Thanks to an uptick in both onboard sales and tickets, Royal Caribbean’s revenues almost tripled in the first quarter of this year compared to the same period last year. The company swung from an operating loss to a profit in the first quarter and at present has high expectations for its full-year growth.

Royal Caribbean’s expected earnings growth rate for the current year is a whopping 162.9%. The company’s estimated earnings growth rate for next year is also a superb 44.9%.

Notably, the company’s projected revenue growth rates for the current and next years are 48.7% and 13.3%, respectively.

The Zacks Consensus Estimate for RCL’s current-year earnings has moved up 44.8% over the past 60 days. Royal Caribbean has a Zacks Rank #1 (Strong Buy). You can see the complete list of today’s Zacks #1 Rank stocks here.

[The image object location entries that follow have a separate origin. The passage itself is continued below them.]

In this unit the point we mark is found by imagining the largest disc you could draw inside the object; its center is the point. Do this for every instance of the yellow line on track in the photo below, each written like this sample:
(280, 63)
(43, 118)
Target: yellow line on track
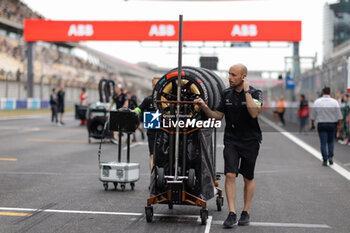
(7, 159)
(55, 140)
(14, 214)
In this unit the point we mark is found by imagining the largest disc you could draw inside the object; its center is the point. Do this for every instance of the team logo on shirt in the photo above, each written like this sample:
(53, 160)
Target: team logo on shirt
(151, 120)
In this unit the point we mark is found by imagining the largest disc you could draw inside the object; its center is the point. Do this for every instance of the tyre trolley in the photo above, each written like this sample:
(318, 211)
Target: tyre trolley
(117, 172)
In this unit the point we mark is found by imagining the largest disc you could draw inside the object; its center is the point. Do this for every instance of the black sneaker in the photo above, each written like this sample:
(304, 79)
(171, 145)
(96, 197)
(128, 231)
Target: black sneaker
(244, 219)
(330, 161)
(231, 220)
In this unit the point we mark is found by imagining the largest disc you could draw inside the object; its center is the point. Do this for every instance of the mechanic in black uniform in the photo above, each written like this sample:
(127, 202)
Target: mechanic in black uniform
(241, 105)
(132, 105)
(120, 100)
(147, 105)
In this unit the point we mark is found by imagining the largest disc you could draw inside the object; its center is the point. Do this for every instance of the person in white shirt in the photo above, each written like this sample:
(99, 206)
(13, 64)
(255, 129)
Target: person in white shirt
(326, 112)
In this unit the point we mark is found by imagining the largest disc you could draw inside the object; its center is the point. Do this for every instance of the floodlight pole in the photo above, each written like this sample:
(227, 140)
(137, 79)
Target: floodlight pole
(177, 138)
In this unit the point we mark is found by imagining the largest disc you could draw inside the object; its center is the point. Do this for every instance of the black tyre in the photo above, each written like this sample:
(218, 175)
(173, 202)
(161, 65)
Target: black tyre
(220, 83)
(96, 125)
(149, 213)
(201, 75)
(192, 88)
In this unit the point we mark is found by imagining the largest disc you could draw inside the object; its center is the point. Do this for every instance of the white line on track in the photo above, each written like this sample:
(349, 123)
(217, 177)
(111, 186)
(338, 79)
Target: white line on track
(336, 167)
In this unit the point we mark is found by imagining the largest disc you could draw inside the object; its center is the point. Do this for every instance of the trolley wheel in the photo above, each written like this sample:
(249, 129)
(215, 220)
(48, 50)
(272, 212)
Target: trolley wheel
(219, 203)
(204, 216)
(191, 178)
(160, 177)
(149, 213)
(105, 185)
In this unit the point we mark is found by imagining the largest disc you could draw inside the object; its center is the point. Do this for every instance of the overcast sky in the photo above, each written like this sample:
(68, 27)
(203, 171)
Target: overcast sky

Similarly, Carnival saw its revenues jump during the first half of this year as passenger booking for upcoming trips skyrocketed. Carnival notched an operating profit during the first six months of this year, in contrast to the operating loss it booked over the same period in 2022.

Carnival’s expected earnings growth rate for the current year is a remarkable 94%. The company’s estimated earnings growth rate for the next year is also a staggering 407.1%.

At the same time, the company’s projected revenue growth rates for the current and next years are 72.7% and 10.1%, respectively.

The Zacks Consensus Estimate for CCL’s current-year earnings has moved up 3.5% over the past 60 days. Royal Caribbean has a Zacks Rank #3 (Hold).